Imagine we have a binary tree that is ten levels deep and it is totally full. It would hold about 1024 values. We are going to insert a value higher than all the others, so it should be added as the rightmost node. At the root, we know we need to insert on the right, so we can reuse the entire left subtree containing about 500 values. We need to go right again, so we can again reuse that left subtree which contains about 250 values. Etc.

In the end, we only need to replace the nodes that lead directly to the new entry in the tree. That means ten allocations, or about 1% of nodes. Sharing these massive subtrees between old and new trees does not cause any tricky bugs because all the values are immutable. That means someone from far away cannot sneakily mutate your tree!

Note: The Dict and Set libraries are actually balanced binary trees meaning that we do a bit of extra work to guarantee that the trees never get too lopsided. This is how we provide dictionaries that are fast and immutable.

Depth and Map

Here are two more examples that may be helpful to look through. The depth function figures out how many levels are in a tree:

depth : Tree a -> Int
depth tree =
  case tree of
    Empty ->
      0

    Node v left right ->
      1 + max (depth left) (depth right)

And the map function transforms every value in the tree:

map : (a -> b) -> Tree a -> Tree b
map func tree =
  case tree of
    Empty ->
      Empty

    Node v left right ->
      Node (func v) (map func left) (map func right)

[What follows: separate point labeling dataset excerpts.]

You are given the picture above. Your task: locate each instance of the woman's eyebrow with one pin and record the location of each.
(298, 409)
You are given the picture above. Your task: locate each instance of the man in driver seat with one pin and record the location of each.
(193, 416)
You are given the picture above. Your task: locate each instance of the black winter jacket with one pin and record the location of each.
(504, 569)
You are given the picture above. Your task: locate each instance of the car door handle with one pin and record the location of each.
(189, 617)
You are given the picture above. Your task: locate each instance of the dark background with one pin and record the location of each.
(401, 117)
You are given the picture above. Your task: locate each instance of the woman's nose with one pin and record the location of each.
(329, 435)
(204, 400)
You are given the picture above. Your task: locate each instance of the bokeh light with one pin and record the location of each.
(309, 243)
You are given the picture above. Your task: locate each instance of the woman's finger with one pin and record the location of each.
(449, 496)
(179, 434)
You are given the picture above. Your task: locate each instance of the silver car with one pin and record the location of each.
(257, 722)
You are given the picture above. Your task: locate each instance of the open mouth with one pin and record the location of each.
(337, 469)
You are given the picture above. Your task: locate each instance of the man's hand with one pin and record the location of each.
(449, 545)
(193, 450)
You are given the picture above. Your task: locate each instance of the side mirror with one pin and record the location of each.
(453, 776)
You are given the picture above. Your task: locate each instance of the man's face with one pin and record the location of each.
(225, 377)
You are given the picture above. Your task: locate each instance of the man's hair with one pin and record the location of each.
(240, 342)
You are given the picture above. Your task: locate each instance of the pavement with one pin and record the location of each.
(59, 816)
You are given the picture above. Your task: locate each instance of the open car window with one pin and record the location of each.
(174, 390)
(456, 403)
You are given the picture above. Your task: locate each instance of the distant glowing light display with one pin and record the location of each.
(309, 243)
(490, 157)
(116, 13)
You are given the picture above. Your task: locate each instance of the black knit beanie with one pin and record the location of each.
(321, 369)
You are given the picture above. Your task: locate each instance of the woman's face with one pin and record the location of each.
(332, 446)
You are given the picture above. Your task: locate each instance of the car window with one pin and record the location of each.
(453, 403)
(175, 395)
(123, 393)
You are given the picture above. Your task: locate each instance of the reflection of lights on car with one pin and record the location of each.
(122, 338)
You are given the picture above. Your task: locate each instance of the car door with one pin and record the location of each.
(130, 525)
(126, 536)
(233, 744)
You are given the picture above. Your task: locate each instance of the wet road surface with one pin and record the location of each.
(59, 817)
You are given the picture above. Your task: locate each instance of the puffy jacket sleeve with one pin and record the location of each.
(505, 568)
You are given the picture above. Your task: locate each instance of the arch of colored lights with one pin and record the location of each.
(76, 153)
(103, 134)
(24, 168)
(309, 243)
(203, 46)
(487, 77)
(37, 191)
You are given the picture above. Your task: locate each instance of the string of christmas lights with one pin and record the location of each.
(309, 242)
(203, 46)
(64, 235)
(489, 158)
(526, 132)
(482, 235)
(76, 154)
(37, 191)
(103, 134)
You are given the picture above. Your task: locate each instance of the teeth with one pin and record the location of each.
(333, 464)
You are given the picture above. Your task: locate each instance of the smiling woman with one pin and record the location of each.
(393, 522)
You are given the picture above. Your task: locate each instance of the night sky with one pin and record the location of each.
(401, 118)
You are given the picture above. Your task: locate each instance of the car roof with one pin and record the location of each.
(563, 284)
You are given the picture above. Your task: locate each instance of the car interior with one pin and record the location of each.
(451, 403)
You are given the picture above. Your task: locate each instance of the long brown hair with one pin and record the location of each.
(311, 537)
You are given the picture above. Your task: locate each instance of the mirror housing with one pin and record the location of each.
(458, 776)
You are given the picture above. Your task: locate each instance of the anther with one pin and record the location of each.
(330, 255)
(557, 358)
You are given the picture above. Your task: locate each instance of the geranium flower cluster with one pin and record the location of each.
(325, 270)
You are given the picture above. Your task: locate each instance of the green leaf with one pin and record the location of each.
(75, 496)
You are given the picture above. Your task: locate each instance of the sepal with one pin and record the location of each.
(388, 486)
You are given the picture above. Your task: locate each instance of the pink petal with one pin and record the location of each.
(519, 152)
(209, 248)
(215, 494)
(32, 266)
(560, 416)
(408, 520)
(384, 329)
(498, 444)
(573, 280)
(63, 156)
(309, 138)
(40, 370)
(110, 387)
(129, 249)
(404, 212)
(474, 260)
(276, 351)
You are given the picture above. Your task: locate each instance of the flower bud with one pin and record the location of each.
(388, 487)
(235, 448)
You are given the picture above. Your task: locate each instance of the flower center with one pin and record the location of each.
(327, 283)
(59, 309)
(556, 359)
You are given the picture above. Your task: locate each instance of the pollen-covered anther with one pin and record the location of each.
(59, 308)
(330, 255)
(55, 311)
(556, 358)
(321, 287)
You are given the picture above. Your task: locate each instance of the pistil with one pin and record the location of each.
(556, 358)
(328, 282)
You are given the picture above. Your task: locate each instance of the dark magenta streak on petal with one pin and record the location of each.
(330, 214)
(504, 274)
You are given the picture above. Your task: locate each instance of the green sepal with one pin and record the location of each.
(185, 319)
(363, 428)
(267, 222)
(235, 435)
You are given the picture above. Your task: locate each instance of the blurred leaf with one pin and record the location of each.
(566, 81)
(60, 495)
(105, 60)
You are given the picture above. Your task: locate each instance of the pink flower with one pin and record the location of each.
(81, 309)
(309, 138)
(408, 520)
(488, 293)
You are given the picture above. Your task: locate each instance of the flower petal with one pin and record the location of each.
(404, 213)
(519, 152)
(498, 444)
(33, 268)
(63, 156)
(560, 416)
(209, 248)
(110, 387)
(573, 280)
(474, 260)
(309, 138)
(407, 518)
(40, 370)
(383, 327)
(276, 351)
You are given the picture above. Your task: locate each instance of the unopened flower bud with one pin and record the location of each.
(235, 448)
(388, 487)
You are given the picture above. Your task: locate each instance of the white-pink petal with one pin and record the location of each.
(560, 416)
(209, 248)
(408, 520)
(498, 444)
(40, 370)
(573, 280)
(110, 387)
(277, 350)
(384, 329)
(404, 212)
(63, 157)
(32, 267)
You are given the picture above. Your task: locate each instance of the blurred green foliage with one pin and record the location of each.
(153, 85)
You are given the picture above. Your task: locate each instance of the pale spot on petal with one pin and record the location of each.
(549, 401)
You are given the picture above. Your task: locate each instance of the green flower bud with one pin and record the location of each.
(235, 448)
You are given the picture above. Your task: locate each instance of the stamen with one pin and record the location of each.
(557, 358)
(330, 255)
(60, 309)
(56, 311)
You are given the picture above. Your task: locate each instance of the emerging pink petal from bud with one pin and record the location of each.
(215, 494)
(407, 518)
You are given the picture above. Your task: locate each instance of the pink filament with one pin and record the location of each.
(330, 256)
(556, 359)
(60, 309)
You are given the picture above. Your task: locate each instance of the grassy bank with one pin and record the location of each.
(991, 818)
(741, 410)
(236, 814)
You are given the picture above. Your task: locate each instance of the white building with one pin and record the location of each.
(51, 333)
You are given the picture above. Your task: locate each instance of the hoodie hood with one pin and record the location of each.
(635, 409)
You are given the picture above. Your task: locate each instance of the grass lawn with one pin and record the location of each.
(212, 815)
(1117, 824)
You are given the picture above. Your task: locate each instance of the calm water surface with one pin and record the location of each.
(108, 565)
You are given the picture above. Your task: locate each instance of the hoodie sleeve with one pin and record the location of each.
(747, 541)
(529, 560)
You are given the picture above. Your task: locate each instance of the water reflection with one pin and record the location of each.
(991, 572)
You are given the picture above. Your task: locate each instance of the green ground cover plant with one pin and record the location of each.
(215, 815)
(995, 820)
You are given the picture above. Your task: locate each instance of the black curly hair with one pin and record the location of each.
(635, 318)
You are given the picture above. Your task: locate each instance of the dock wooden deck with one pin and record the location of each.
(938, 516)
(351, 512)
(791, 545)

Both recursive functions were discovered using the “pretend you are done” strategy.

Exercises

Exercise 1: Get the sum of all the values in a tree.

sum : Tree Int -> Int
sum tree =
  ...

Exercise 2: Flatten a tree into a list.

flatten : Tree a -> List a
flatten tree =
    ...

Try flattening it in different ways. Can you make it so the values are in-order in the resulting list? Can you use the foo and fooHelp technique to build up an in-order list without using (++)? Exercise 3: Write a fold function for trees. The fold function does not need to guarantee a particular order of traversal.

fold : (a -> b -> b) -> b -> Tree a -> b
fold add answerSoFar tree =
  ...

Exercise 4: Use fold to define member, sum, and flatten.

Exercise 5: Try implementing fold with a bunch of different traversal strategies. Good ones to try are pre-order, in-order, and post-order.